Streams

Memgraph can connect to existing Kafka, Redpanda, and Pulsar data streams, enabling you to ingest data directly. Memgraph Lab offers an intuitive interface for managing streams under the Streams section. You can also manage streams manually through Cypher queries for greater control. For more details, check the stream reference guide.

This guide provides detailed instructions on how to:

  • Add a new stream: Learn how to connect Memgraph to a new Kafka, Redpanda or Pulsar stream by configuring the stream name, server address and subscribing to the relevant topics.

  • Edit stream settings: Discover how to modify key settings such as the consumer group, batch interval and batch size to fine-tune the data stream for your specific use case.

  • Add a transformation module: Understand the process of attaching a transformation module, either in Python or C/C++, to process and convert data from the stream into Cypher queries that update the graph in Memgraph.

  • Set Kafka configuration parameters: Customize your Kafka stream connection by adding necessary configuration parameters to ensure secure and efficient data transfer.

  • Start a stream: Once your stream and transformation module are ready, follow the steps to start the stream, enabling data ingestion into Memgraph in real-time.

  • Manage a stream: Learn how to start, stop, and delete streams, as well as manage the transformation module and adjust the stream offset during the stream’s lifecycle.

  • Configure Kafka stream offset: Gain insight into how to adjust Kafka stream offsets via Cypher queries, allowing for precise control over data consumption.

Add a new stream

In Memgraph Lab, you can easily connect to a new data stream. To do this:

  1. Navigate to the Streams section and click Add new stream.
  2. Choose between Kafka, Redpanda or Pulsar.
  3. Provide the stream name, the server address where data is being streamed from, and the topics you’re subscribing to.

Edit stream settings

To modify a stream’s configuration, click on the Edit (pencil icon). From there, you can adjust settings such as:

  • Consumer group
  • Batch interval
  • Batch size

This gives you control over how your data is consumed and processed.

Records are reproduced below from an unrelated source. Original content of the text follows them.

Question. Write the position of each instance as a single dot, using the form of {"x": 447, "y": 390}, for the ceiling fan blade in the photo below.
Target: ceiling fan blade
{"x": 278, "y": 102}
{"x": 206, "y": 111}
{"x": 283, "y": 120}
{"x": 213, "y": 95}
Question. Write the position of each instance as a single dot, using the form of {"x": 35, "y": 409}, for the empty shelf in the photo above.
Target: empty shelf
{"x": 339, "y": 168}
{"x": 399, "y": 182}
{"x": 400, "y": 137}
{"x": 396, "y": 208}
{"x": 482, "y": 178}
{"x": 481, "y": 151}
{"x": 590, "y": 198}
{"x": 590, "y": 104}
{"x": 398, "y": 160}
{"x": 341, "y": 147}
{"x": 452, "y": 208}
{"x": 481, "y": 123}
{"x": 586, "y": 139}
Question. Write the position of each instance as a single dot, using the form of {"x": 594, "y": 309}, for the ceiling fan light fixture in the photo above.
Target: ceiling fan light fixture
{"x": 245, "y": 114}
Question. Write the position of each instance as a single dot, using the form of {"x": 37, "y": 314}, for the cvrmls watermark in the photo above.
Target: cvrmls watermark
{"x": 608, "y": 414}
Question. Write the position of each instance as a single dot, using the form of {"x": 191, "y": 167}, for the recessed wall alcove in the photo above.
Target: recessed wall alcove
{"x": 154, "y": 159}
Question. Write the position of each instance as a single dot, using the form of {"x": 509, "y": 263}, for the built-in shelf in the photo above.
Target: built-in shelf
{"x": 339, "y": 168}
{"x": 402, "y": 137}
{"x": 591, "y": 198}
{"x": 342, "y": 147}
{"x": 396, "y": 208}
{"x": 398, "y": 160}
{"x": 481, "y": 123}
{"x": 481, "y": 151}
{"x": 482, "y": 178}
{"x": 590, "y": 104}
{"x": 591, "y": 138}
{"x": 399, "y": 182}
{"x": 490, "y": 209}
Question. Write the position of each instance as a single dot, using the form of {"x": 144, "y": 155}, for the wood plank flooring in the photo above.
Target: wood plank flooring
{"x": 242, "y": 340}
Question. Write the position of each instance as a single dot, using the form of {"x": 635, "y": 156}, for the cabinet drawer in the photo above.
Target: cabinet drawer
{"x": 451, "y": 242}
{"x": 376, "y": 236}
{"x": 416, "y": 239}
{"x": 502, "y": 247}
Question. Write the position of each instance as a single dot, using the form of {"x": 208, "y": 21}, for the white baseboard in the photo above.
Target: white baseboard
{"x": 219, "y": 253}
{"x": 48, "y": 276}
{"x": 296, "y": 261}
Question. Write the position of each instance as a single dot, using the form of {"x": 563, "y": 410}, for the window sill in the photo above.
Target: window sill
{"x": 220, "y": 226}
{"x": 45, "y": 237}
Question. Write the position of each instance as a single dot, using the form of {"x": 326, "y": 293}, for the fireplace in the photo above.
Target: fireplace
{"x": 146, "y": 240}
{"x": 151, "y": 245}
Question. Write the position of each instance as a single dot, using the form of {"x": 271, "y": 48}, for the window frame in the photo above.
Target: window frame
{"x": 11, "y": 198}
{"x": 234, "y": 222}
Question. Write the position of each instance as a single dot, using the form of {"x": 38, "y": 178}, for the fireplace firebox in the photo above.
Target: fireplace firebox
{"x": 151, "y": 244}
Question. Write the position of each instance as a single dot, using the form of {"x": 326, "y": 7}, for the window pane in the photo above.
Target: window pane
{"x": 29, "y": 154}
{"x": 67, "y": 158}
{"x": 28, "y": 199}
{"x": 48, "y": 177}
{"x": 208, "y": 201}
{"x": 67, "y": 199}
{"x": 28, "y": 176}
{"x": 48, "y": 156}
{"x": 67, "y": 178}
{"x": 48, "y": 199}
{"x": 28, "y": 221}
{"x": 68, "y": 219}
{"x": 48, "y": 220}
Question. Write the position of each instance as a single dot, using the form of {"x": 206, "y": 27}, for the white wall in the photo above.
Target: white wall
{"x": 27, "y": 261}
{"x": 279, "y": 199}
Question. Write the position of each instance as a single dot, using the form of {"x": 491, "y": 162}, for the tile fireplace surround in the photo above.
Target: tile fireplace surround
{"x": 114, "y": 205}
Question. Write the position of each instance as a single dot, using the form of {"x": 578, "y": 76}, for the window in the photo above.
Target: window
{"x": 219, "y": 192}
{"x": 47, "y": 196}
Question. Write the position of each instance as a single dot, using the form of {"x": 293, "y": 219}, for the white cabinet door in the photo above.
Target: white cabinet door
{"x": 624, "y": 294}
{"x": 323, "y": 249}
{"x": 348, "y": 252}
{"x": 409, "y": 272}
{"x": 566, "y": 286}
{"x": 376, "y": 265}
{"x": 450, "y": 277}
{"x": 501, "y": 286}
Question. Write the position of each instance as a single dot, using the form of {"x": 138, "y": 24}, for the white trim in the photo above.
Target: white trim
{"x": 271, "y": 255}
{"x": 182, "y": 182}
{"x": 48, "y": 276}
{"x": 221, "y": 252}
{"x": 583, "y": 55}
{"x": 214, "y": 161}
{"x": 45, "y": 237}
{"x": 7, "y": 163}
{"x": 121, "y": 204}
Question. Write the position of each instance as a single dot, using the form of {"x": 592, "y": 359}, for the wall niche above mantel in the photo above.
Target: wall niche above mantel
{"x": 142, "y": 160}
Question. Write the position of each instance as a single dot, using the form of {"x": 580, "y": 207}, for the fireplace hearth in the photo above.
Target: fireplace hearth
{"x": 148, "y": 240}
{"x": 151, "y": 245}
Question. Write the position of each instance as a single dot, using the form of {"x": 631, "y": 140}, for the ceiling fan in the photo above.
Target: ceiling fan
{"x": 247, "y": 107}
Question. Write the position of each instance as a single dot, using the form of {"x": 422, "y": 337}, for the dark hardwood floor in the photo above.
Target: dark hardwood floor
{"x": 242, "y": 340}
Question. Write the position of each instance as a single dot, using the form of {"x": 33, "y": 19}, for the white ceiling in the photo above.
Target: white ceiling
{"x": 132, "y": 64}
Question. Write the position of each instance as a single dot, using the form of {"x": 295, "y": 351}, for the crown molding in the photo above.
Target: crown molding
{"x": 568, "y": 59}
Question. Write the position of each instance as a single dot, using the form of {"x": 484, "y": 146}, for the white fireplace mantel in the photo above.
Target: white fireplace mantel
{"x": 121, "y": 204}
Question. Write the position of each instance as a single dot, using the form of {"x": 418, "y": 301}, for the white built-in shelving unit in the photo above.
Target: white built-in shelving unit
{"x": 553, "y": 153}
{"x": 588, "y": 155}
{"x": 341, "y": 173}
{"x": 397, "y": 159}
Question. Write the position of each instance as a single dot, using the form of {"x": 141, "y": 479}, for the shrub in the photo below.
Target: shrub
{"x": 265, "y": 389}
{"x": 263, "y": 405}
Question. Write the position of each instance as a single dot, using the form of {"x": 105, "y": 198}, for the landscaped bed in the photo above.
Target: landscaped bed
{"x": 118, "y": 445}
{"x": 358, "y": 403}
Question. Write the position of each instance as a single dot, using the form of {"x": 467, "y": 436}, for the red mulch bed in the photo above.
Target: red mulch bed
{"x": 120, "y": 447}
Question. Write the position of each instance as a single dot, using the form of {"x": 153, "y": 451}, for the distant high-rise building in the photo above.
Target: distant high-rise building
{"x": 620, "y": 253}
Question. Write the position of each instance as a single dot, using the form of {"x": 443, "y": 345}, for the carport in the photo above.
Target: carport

Add a transformation module

To connect to a stream, you first need to attach a transformation module to it.

The transformation module is a query module containing a user-defined procedure, written either in Python or C/C++, that processes incoming data into Cypher queries for updating Memgraph’s graph.

To add a Python transformation module to a stream:

  1. Click on Add transformation module.
  2. Expand on Choose transformation module.
  3. Select an existing transformation module or + Create new transformation.
  4. Review an existing module or clear the screen and name and write a new transformation procedure.
  5. Save the transformation module.
  6. Check if the necessary transformation procedure is visible under Detected transformation functions on the right.
  7. Select a transformation procedure and click on Attach to stream.

For Python modules, you can write and test the transformation procedure directly within Memgraph Lab. Alternatively, if you’ve already developed a C/C++ procedure, it needs to be loaded into Memgraph first before attaching it to the stream.

Once attached, you can proceed with starting the stream.

Set Kafka configuration parameters

If necessary, add the Kafka configuration parameters to customize the stream further:

  1. In the Kafka configuration parameters click on + Add parameter field.
  2. Insert the parameter name and value.
  3. To add another parameter, click on + Add parameter field.
  4. Click on Save configuration once you have set all parameters.

For example, to connect to the Awesome Data Stream, use the following configuration:

  • sasl.username | public
  • sasl.password | public
  • security.protocol | SASL_PLAINTEXT
  • sasl.mechanism | PLAIN

These parameters will enable Memgraph to securely connect to the Kafka server.

Start a stream

Once the stream is configured, you can click on Connect to stream.

Memgraph will do a series of checks, ensuring that defined topics and transformation procedures are correctly configured. If all checks pass successfully, you can click on Start the stream. Once you start the stream, you will no longer be able to change any of the configuration settings, just the transformation module.

The stream status changes to Running, and data is ingested into Memgraph. You can see the number of nodes and relationships rising as the data keeps coming in. If your nodes and relationships numbers stay at zero, check the transformation module, as there might be a flaw in the logic that needs to be resolved.

Switch to Query execution and monitor the data ingestion by running a query like:

MATCH p=(n)-[r]-(m)
RETURN p LIMIT 100;

This will show the graph being populated in real-time. If the node and relationship counts remain zero, it might indicate an issue with the transformation procedure.

Manage a stream

To start a draft stream, click on Connect to stream.

To manage an existing stream:

  1. Navigate to the Streams section.
  2. Click the stream you wish to manage.

From here, you can:

  • Start or Stop the stream.
  • Delete the stream (note that this action is irreversible).

If you need to adjust the transformation module or the stream offset, you can do so at any time, but keep in mind that you cannot modify a stream once it is running.

Configure Kafka stream offset

To change the Kafka stream offset, use the following query:

CALL mg.kafka_set_stream_offset(streamName, offset)
  • Setting the offset to -1 will reset to the beginning of the topic.
  • Setting it to -2 will start from the end of the stream, consuming only new messages.